Messina - «Nel 2021 è in aumento del 20% la sopravvenienza di procedimenti per reati contro la pubblica amministrazione, e in particolare per quanto concerne i reati di malversazione, corruzione e concussione. In aumento del 15% i reati di associazione per delinquere e del 31% quelli di associazione per delinquere tipo mafioso». Così nella sua relazione di fine anno, Michele Galluccio, presidente della Corte di appello di Messina durante l’inuagurazione dell’anno giudiziario. «In aumento - prosegue Galluccio - gli omicidi dolosi consumati (+14%) e tentati ( +22%); gli omicidi colposi (+20%); in decremento del 14% quelli per infortunio sul lavoro e in aumento del 31% l’omicidio stradale; in aumento del 15% è il numero dei procedimenti per lesioni colpose comprese le lesioni da infortunio sul lavoro; stazionarie le lesioni colpose da incidente stradale; in aumento del 38% i procedimenti per responsabilità colposa per morte o lesioni in ambito sanitario.
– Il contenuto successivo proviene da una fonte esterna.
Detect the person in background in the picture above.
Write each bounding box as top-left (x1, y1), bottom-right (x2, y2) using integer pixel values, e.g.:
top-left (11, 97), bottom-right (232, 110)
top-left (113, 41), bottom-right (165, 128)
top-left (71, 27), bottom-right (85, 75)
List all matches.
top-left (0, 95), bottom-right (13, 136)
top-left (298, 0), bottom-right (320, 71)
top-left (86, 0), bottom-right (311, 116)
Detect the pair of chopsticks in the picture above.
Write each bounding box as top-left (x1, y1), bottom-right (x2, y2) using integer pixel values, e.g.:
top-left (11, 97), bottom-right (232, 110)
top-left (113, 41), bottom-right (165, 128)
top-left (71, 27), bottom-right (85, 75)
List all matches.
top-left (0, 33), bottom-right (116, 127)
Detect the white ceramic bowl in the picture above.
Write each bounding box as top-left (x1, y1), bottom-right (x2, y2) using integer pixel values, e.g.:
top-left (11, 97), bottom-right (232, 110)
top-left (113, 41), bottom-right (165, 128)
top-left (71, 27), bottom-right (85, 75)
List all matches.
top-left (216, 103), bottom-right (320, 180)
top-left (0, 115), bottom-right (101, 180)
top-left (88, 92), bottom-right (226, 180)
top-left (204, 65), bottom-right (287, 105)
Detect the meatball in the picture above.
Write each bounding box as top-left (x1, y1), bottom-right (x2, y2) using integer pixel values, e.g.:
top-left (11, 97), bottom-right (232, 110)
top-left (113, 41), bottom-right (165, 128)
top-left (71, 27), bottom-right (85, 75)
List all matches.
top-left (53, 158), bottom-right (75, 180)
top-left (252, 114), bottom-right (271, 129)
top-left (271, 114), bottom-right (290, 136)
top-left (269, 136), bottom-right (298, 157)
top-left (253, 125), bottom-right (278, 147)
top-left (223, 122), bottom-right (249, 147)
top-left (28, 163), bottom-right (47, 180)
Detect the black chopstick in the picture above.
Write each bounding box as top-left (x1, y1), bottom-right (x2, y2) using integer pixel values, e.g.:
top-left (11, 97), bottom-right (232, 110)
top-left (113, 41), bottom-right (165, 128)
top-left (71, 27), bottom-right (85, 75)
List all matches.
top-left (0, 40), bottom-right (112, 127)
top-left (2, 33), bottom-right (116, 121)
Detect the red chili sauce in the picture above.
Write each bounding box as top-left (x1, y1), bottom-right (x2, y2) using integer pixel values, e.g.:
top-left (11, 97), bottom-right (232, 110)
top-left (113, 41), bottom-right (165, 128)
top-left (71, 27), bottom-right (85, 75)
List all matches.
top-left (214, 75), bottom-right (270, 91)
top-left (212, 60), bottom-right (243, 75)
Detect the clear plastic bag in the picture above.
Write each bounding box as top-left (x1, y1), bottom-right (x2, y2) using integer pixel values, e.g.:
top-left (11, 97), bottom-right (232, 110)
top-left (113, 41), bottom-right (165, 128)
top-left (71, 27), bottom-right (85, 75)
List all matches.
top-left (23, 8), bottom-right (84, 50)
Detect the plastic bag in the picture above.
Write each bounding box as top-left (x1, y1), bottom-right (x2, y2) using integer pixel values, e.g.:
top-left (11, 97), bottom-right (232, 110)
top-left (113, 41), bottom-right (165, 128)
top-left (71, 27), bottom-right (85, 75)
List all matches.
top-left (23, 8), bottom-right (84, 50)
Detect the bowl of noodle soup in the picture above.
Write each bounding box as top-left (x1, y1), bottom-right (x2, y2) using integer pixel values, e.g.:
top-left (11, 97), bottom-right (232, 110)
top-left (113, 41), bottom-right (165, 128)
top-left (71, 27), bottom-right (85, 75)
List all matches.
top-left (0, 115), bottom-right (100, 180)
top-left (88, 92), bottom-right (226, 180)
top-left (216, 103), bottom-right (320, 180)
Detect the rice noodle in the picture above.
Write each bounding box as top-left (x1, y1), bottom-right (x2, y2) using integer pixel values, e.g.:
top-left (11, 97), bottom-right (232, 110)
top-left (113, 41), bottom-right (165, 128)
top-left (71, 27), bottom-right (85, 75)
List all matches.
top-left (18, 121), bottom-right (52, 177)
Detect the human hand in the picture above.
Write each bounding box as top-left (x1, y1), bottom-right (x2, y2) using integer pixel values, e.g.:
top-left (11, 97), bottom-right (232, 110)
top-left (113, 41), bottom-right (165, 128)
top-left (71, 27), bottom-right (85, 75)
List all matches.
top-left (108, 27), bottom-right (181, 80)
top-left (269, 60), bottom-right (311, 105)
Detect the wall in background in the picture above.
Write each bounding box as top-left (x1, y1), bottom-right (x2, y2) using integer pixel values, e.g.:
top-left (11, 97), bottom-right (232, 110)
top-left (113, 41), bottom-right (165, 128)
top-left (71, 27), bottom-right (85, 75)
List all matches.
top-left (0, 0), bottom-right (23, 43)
In aumento i reati inerenti la sfera sessuale e la pedofilia (rispettivamente 49% e 53%) e i reati di stalking (29). In aumento ( 32%) i reati contro il patrimonio (in particolare usura e riciclaggio) quelli in tema di inquinamento e rifiuti(40%). In diminuzione (del 29%) le bancarotte fraudolente e i reati in materia informatica. In diminuzione del 17%, è il numero dei reati in tema di traffico e spaccio di stupefacenti». Galluccio ha poi sottolineato che «a Messina, in cui le ataviche criticità dell’edilizia giudiziaria sono state acuite dalla pandemia e drammatizzate dalla necessità di rinvenire, nelle note condizioni date, una collocazione logistica per ben 102 addetti per il processo e dalle recenti criticità manifestate, anche nell’edificio di Palazzo Piacentini, che mostra oggi, tutto il peso dei suoi quasi cento anni, richiedendo urgenti e complessi interventi di manutenzione alle facciate, ai cornicioni, al pavimento dell’androne principale, alla sua copertura a vetri e persino alla Quadriga del Drei». «L'assoluta carenza di locali da adibire a uffici per i magistrati e il personale amministrativo, archivi correnti e ricezione dell’utenza è un forte impedimento alla realizzazione dei più elementari progetti di razionalizzazione delle risorse umane e materiali e rappresenta quindi un elemento frenante, rispetto al raggiungimento degli obiettivi della struttura dell’ufficio per il processo».

Caltanissetta -  «Nel territorio del distretto, Cosa nostra è stata l’organizzazione mafiosa di principale riferimento, dedita al traffico degli stupefacenti e, in misura minore, laddove permaneva ben strutturata una famiglia tradizionale di Cosa Nostra (Pietraperzia e Barrafranca), al controllo dell’economia legale, soprattutto nel settore dell’edilizia, del movimento terra, della raccolta e smaltimento dei rifiuti e dei relativi appalti, dell’agricoltura, grazie all’illecito accaparramento di lotti di terreni, anche demaniali, poi utilizzati per ottenere illecitamente pubblici contributi, mantenendo capacità di infiltrazione anche nei territori di altre Regioni (Lombardia) oltre che in paesi stranieri (Germania, in particolare)». L’ha detto la presidente della Corte d’Appello di Caltanissetta, Maria Grazia Vagliasindi, nel corso dell’inaugurazione dell’anno giudiziario. «L'attività assolutamente prevalente e maggiormente remunerativa - ha continuato - è stata quella del traffico degli stupefacenti, 'importatì da fornitori catanesi o palermitani e in alcune occasioni direttamente da famiglie calabresi. L'attività estorsiva, in particolare quella nei confronti dei piccoli esercenti, è rimasta tradizionale fonte di reddito criminale ed è finalizzata al controllo del territorio da parte dell’organizzazione criminale». «Ha operato a Caltanissetta, per la prima volta, nel settore degli stupefacenti - ha aggiunto - anche un’organizzazione nigeriana idealmente riconducibile ad organizzazioni criminali tradizionali ('Eyè) con caratteristiche inequivocabilmente mafiose (riti di iniziazione, sostegno economico agli affiliati, sostegno ai detenuti, omertà, ricorso sistematico alla violenza)».